Big jumps in sales of Merck’s top two blockbuster drugs drove revenue up 15%, but higher spending across the board pushed profits down 3% in the third quarter. Merck still easily beat Wall Street forecasts and boosted its forecast for the year.
The quarter was dominated again by advanced cancer drug Keytruda, with sales soaring 62% to $3.07 billion, more than a quarter of Merck’s $11.1 billion in revenue from prescription medicines. Sales of its Gardasil vaccine, for preventing a sexually transmitted, cancer-causing virus, climbed 26%, to $1.32 billion.
The maker of Januvia Type 2 diabetes pills and vaccines on Tuesday reported total revenue of $12.4 billion, including $1.12 billion in sales of veterinary medicines.
The Kenilworth, New Jersey, company posted net income of $1.9 billion, or 74 cents per share, up from $1.95 billion, or 73 cents per share, a year earlier.
Excluding non-recurring items and restructuring costs, earnings came to $3.87 billion, or $1.51 per share. That easily topped the per-share estimates of $1.25 from industry analysts.
In early trading, Merck shares rose $1.82, or 2.2%, to $84.02.
“2019 is shaping up to be a year of very exciting growth for our company,” Chief Executive Kenneth Frazier told analysts on a conference call.
Frazier credited strong execution in Merck’s research labs and marketing operations.
Keytruda is the core of Merck’s surging oncology franchise, which includes two drugs the company markets with partners: Lynparza for ovarian and breast cancers and Lenvima for liver, kidney and thyroid cancers.
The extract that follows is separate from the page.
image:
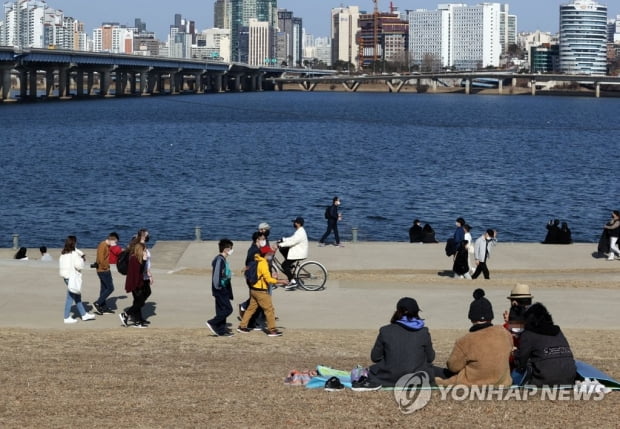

Keytruda alone is now approved for treating 22 types of cancer or patient groups, with many more possibilities and combinations with other cancer drugs in testing.
“Keytruda is exceeding our already high expectations,” Chief Financial Officer Rob Davis said in an interview.
He added that in 10 patient studies involving various cancers, Keytruda has beaten comparison drugs on length of overall survival, the most meaningful outcome measure.
“We continue to believe the market is underappreciating the long-term profitability of” Keytruda, Edward Jones analyst Linda Bannister wrote in a note to investors, adding, “We believe the company could use its strong financial position to make acquisitions to add to its innovative drug and vaccine portfolios.”
Davis noted one continuing drag on sales: He expects continued pressure for lower drug prices next year.
Insurers, patients and politicians continue to complain that many brand-name drugs aren’t affordable, and while multiple bills to rein in prices are in play in Congress, it’s unclear if any will be enacted soon.
Merck narrowed and raised its per-share 2019 profit forecast to between $5.12 and $5.17, up from its July forecast of $3.78 to $3.88. It also narrowed and raised its full-year forecast for sales to a range of between $46.5 billion and $47 billion, up from between $45.2 billion and $46.2 billion.